Guitarist and oud player Grdina sought out Peacock after hearing him at a Keith Jarrett concert in San Francisco in 2000. This involved considerable travel as Peacock now lives in upstate New York, but Grdina made the necessary sacrifices and the bassist became his teacher and mentor. Eventually the teacher agreed to appear on the student's first recording, suggesting Paul Motion as the third member of the trio. The resulting CD, recorded in January of 2006, is described by Stuart Derdeyn in the Vancouver Province as "Middle Eastern-meets-ECM chamber jazz".
I have written elsewhere that many artists seem to hit their creative stride by around their third recording. This is Grdina's first, but what he has been able to achieve here suggest that there is a lot more to come, and the variety of his other projects demonstrate the breadth of his interests. This one is perhaps the most abstract, both in its writing and the improvisation. Grdina's compositions wisely allow for plenty of interaction among members of the trio, and it is sometimes hard to tell where composition ends and improvisation begins, which is exactly as it should be in this kind of music. "I've found that the simpler and clearer the composition, the more room the improviser has to develop it. I wanted the pieces to be full statements in themselves that we as improvisers could comment on but not necessarily have to stay faithful to."
On the evidence of this recording, Grdina is well on the way to achieving this goal. There is, of course, a ways to go because the goal is a lofty one that normally comes only to mature artists after many years of work. Choosing mature artists such as Peacock and Motion has certainly helped, and while Grdina's own playing still needs honing and editing, whose doesn't? The music they have created here is both rooted and fresh, and always absorbing as it moves through a range between the more abstract improvisations such as "String Quartet #6," and more down-to earth grooving in "Combustion." Derdeyn's description comes close to characterizing the music, although, with Peacock and Motion in tow, there is also a strong foundation in 1960s free improvisation, within the limits of a stretched but never abandoned tonality. And Grdina's early guitar heroes--Frisell, Metheny, Scofield, Abercrombie--are lurking somewhere in the background.
Adding color to the mix is Grdina's use of the oud on three tracks. " . . . when I started studying oud," he writes, "I became more aware of the embellishments and articulation of Eastern music, and concentrating more on tone and pitch instead of just sound." His group Sangha is more fully devoted to this instrument and its tradition, but it is fascinating to hear this approach applied within the jazz context. He uses it judiciously, both abstractly, within the improvisations, but also to inject a hint of more exotic conventions, such as the dance-like melody on the title track.

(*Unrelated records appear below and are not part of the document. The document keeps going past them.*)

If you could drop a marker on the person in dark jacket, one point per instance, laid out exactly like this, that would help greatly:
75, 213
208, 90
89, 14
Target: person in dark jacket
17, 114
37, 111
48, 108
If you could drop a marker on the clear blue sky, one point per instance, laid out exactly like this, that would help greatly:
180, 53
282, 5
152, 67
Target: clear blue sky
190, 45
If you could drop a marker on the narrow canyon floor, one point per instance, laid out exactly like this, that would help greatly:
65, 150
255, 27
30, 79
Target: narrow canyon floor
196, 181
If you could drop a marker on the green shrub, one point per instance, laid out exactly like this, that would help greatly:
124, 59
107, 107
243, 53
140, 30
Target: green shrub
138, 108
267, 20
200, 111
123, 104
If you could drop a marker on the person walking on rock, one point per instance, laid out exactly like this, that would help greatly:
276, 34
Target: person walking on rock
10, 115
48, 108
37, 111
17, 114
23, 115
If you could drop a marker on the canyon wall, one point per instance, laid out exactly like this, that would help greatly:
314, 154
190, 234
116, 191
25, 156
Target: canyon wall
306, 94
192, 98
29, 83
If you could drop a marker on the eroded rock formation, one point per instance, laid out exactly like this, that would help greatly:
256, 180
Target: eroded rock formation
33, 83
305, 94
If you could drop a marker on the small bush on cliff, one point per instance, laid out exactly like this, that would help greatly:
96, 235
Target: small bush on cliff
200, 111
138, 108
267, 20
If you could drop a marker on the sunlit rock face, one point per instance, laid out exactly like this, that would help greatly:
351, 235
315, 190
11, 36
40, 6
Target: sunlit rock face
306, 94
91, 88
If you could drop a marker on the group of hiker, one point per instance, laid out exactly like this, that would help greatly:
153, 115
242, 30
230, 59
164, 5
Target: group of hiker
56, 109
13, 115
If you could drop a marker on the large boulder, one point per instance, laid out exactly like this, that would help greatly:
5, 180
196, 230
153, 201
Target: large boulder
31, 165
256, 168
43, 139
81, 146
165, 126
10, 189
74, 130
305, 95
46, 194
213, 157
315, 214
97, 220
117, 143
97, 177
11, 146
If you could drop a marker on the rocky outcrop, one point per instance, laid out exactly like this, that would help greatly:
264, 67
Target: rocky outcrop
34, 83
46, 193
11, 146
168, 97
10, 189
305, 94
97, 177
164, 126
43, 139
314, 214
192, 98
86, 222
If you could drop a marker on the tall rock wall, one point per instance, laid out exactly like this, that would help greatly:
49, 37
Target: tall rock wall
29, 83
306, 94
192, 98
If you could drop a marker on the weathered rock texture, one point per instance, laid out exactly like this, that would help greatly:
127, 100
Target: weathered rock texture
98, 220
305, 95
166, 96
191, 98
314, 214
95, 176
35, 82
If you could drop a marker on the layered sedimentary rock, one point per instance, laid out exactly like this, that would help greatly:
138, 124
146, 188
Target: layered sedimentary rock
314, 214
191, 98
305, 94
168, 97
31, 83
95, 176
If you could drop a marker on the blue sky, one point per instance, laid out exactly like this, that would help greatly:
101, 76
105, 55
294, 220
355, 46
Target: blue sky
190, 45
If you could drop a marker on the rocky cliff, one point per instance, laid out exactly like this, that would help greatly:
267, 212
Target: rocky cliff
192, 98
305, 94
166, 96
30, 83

I may have bought this recording on the strength of Peacock's name, and he certainly does not disappoint; he has this extraordinary ability to fit into almost any context, from Keith Jarrett to Albert Ayler, while still sounding exactly like himself. But as I listened to this recording I became equally attracted to Grdina's work. I look forward to hearing more from him, especially as he seems to have absorbed an important lesson from his mentors. As he puts it: "‘Don't play any half-assed music.' That's an intense lesson!"